■ SingaporeMalaysia ties looking good
Singapore's leader-in-waiting is optimistic ties with neighbor Malaysia will improve under new Prime Minister Abdullah Ahmad Badawi, he said in an interview with Chinese daily Lianhe Zaobao published yesterday. "Mr Abdullah Badawi's appointment as prime minister gives us confidence, as we have known him for many years," deputy prime minister and finance minister Lee Hsien Loong, was quoted as saying. "We know his character, his approach to problems and his attitude toward Singapore. I do not believe there will be any problem with his appointment."
Hiring system blasted
China's stringent requirements over companies' hiring of foreigners are being criticized by some human-resources experts who urge the government to make it easier to tap badly needed talent, state media said yesterday. Current standards for assessing the skills and capabilities of foreign nationals are outdated and must be revised, the Xinhua news agency quoted experts saying. Even Microsoft boss Bill Gates would not be regarded as "talented" under the current criteria used by the Shanghai city government, said Shen Ronghua, director of the city's public administration and human resources department.
Defense minister visits US
Vietnamese Defense Minister Pham Van Tra left Hanoi early yesterday for a landmark visit to the US, the first by the communist nation's top military officer since the end of the Vietnam War 28 years ago. The conservative general, who will arrive in Washington later yesterday, is scheduled to meet with his counterpart Defense Secretary Donald Rumsfeld for talks on kick-starting military relations between the former foes. Foreign ministry spokesman Le Dung told reporters on Thursday that his visit "will contribute to enhancing mutual understanding between the two armies and peoples and developing US-Vietnam relations."
Call for prisoners' release
A UN human rights envoy has lashed out at Myanmar's military government for jailing old and ailing dissidents, and called for the immediate release of hundreds of other political prisoners. "I told the authorities that it is a shame to keep all these people ... It is outrageous to have people of 75 years [of age] in prison after 10, 15 years,'' Paulo Sergio Pinheiro said on Saturday before leaving the country after a weeklong visit to Myanmar. He called for the immediate and unconditional release of some 1,300 political detainees including 35 people who were arrested after a May 30 clash between pro-democracy leader Aung San Suu Kyi's supporters and a government-backed mob.
Temples, churches closed
Authorities in China's eastern province of Zhejiang intent on curbing illegal religious activities have closed down hundreds of temples and 10 churches, a Hong Kong-based human rights group said yesterday. The closure of 392 temples and the churches was part of a campaign against "key members of illegal religious groups" waged by Zhejiang's Deqing county, the Information Centre for Human Rights and Democracy said in a statement. No comment was immediately available from the authorities who were not working yesterday.
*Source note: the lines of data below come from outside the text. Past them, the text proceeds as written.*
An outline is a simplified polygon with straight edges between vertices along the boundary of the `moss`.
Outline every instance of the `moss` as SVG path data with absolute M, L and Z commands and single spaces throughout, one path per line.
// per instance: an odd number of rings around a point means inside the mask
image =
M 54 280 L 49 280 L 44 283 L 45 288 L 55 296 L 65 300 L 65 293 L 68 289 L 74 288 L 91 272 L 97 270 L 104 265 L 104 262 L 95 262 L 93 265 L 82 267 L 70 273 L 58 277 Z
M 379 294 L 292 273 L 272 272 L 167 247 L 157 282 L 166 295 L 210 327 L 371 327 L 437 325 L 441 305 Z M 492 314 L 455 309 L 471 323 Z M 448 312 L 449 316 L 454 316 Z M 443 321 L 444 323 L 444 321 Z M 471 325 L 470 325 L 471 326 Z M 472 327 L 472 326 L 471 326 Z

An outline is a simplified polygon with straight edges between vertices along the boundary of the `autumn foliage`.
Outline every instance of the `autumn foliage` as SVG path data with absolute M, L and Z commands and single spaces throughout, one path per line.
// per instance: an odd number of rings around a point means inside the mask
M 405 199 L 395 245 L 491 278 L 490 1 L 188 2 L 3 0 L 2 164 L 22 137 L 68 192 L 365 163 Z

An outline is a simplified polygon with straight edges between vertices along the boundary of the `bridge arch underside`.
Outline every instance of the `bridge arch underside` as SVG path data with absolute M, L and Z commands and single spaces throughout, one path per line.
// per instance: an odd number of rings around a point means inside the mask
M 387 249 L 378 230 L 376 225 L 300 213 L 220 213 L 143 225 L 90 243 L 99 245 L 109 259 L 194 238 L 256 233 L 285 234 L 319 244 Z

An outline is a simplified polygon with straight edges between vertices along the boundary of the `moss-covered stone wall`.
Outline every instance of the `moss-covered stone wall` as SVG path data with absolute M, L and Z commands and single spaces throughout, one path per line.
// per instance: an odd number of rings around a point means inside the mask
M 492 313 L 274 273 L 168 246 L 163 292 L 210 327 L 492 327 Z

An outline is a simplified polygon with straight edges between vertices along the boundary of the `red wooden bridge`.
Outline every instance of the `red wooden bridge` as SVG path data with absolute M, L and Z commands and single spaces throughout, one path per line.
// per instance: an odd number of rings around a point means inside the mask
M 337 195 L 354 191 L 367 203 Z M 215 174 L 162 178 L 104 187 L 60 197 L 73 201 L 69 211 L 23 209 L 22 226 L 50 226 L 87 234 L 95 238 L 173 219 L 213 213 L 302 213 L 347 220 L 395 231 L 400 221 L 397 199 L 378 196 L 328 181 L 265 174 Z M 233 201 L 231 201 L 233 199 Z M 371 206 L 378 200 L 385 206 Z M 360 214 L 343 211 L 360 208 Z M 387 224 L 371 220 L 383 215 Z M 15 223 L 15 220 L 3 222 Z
■ United StatesTransgender teens arrested
Just two months after America's first gay and lesbian high school opened in Manhattan, it has been embarrassed by the arrests of five transgender students for posing as female prostitutes and robbing their clients. Police said the five teenagers from Harvey Milk High School, wearing wigs, earrings and make-up, approached men in Manhattan's West Village. Posing as undercover vice cops, they stripped their victims of credit cards and cash. The handcuff-toting teens worked in teams of two or three. Once they had an interested client, they would flash `Special Police' badges, telling them they could escape arrest in exchange for their money, cards and PIN numbers.